They say a massive imbalance in the number of autism diagnoses between the sexes could be attributed to more subtle symptoms in females that are either dismissed by clinicians, or undetected by current testing, which focuses on signs associated with male behaviour.
The challenge in diagnosing girls with autism is a focus of Dr Ernsperger, who is speaking at a conference in Melbourne.
She believes the diagnostic questionnaires doctors use for autism focus mainly on the male characteristics of the disorder and are yet to be adapted for girls ::::
American psychologist Dr Lori Ernsperger, who specialises in working with girls with autism, believes the high ratio of boys to girls diagnosed with the condition suggests a flaw in current diagnostic questionnaires.
“In some children and individuals that are severely impacted with autism, the ratio of males to females is about four to one,” Dr Ernsperger said. “When we move on that spectrum to individuals that are mildly affected by the disorder – often referred to as Asperger’s syndrome or high functioning autism – the ratio of boys to girls gets to 10 to one.”
Claims Clinicians Are Overlooking Subtle Indicators in Girls
By all appearances Sienna Quarmby is a normal and talented 10-year-old, but when she was small her mother noticed Sienna would have extreme reactions to small things.
“We all kind of … just assumed she was quirky,” Danielle Quarmby said. “When she was in prep … the prep teacher said that after observing Sienna for the first term … she thought that it would benefit Sienna to be assessed.”
Sienna was eventually diagnosed as having Asperger’s syndrome. Her two younger brothers also have different forms of autism.
Psychologist Danuta Bulhak-Paterson says in initial testing, health professionals are often looking for more obvious signs a child is on the autism spectrum.
“I think they’re looking for more severe characteristics in the clinical interview.

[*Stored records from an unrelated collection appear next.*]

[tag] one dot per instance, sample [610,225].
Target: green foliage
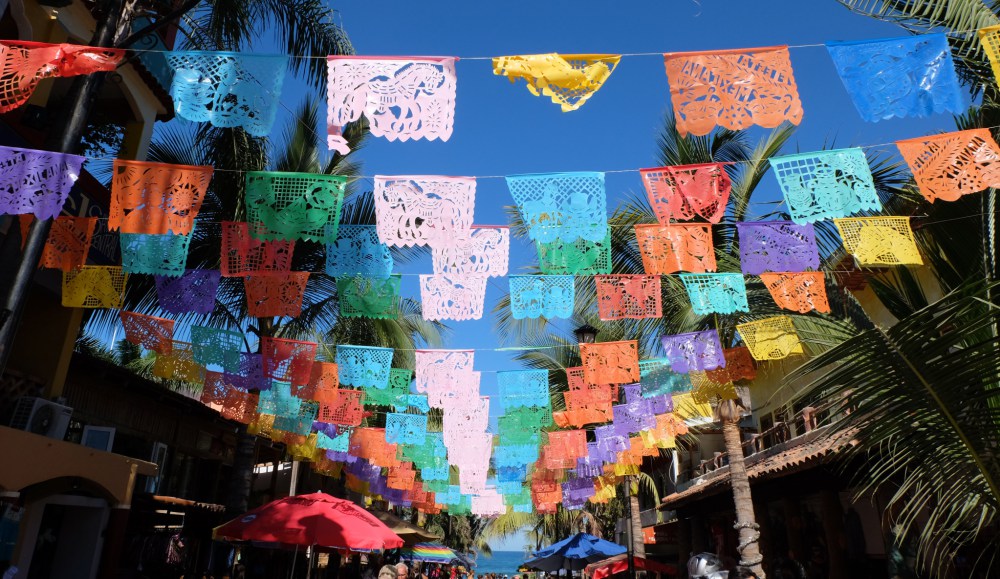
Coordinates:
[920,401]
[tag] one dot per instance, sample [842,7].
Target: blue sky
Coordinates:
[502,129]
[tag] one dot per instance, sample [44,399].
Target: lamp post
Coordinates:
[587,334]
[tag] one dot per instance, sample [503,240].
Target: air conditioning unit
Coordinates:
[41,416]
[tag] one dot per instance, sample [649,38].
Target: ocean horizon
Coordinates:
[501,562]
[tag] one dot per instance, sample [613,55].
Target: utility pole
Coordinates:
[70,124]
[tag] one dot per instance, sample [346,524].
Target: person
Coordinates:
[402,571]
[744,573]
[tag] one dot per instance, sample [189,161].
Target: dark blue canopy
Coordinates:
[574,553]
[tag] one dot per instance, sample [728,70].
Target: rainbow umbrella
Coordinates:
[428,553]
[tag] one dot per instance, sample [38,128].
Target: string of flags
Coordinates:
[635,406]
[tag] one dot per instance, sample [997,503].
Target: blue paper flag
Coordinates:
[826,184]
[910,76]
[228,89]
[563,206]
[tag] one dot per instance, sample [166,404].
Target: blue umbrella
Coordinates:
[574,553]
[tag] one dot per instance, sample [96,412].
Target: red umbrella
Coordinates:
[315,519]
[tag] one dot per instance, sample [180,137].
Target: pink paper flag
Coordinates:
[424,210]
[453,297]
[403,98]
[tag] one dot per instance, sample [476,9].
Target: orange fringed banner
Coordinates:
[68,243]
[270,296]
[798,291]
[676,247]
[154,334]
[323,383]
[621,297]
[610,362]
[243,254]
[733,89]
[156,198]
[684,191]
[26,63]
[739,366]
[951,165]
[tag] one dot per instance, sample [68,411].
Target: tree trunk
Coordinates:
[635,519]
[241,479]
[746,523]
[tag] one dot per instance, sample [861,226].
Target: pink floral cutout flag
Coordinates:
[424,210]
[402,97]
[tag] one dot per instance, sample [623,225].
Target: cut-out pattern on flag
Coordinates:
[694,351]
[192,292]
[36,182]
[250,375]
[216,347]
[580,257]
[799,292]
[271,296]
[610,362]
[685,191]
[523,388]
[294,205]
[739,366]
[94,286]
[156,198]
[707,390]
[405,428]
[150,332]
[826,184]
[26,63]
[771,338]
[562,206]
[484,252]
[953,164]
[733,89]
[228,89]
[568,79]
[402,98]
[345,407]
[424,210]
[364,366]
[534,296]
[244,254]
[453,297]
[989,37]
[777,246]
[358,251]
[68,243]
[657,378]
[910,76]
[164,255]
[179,365]
[879,240]
[369,297]
[676,247]
[288,360]
[720,293]
[323,380]
[395,391]
[628,297]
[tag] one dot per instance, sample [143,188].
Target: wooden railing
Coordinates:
[808,419]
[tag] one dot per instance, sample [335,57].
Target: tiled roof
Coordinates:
[798,454]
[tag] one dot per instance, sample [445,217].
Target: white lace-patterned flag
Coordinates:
[403,98]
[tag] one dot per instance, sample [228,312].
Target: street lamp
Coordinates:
[586,334]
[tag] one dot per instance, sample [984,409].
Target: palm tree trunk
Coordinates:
[746,522]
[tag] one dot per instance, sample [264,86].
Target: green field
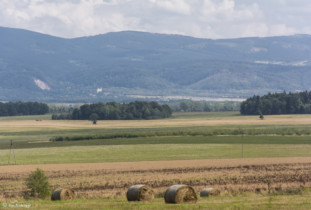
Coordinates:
[236,202]
[217,135]
[185,136]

They’re seeing the girl as being polite, smiling, giving eye contact and they just dismiss it,” Ms Bulhak-Paterson said.
Shen says she is the only clinical psychologist in Australia who specialises only in autism in women. Sienna Quarmby is one of her clients.
Ms Bulhak-Paterson believes there is orthodoxy within the health profession that still refuses to acknowledge that autism presents differently in women to men.
“There are many health professionals who don’t believe the female presentation,” Ms Bulhak-Paterson said. “They make comments like ‘Oh it’s just over diagnosed, there’s nothing clinical’ and that is very frustrating for me and for parents because they live it and they know how real it is and how distressing it is for their families.”
Calls for Questionnaires to be Adapted
The challenge in diagnosing girls with autism is a focus of Dr Ernsperger, who is spoke at a conference on the disorder in Melbourne last week.
She believes the diagnostic questionnaires doctors use for autism focus mainly on the male characteristics of the disorder and are yet to be adapted for girls.
“That doctor is going to do a diagnostic checklist … it may have 20 questions or so [but] they’re the sort of questions that lend themselves to male behaviour or boy behaviour,” Dr Ernsperger said.
Dr Ernsperger says she has been contacted by many women with autism spectrum disorders who say they have been able to mask their symptoms and be successful in school and university while struggling in other areas of life such as forming enduring friendships.
“I get a lot of emails from girls and women on the spectrum who say they’re good in school, meaning they could mask their behaviours in school,” Dr Ernsperger said. “And you hear that … quite often from women on the spectrum.”
There needs to be a change in the way autism disorders are diagnosed, according to Dr Ernsperger.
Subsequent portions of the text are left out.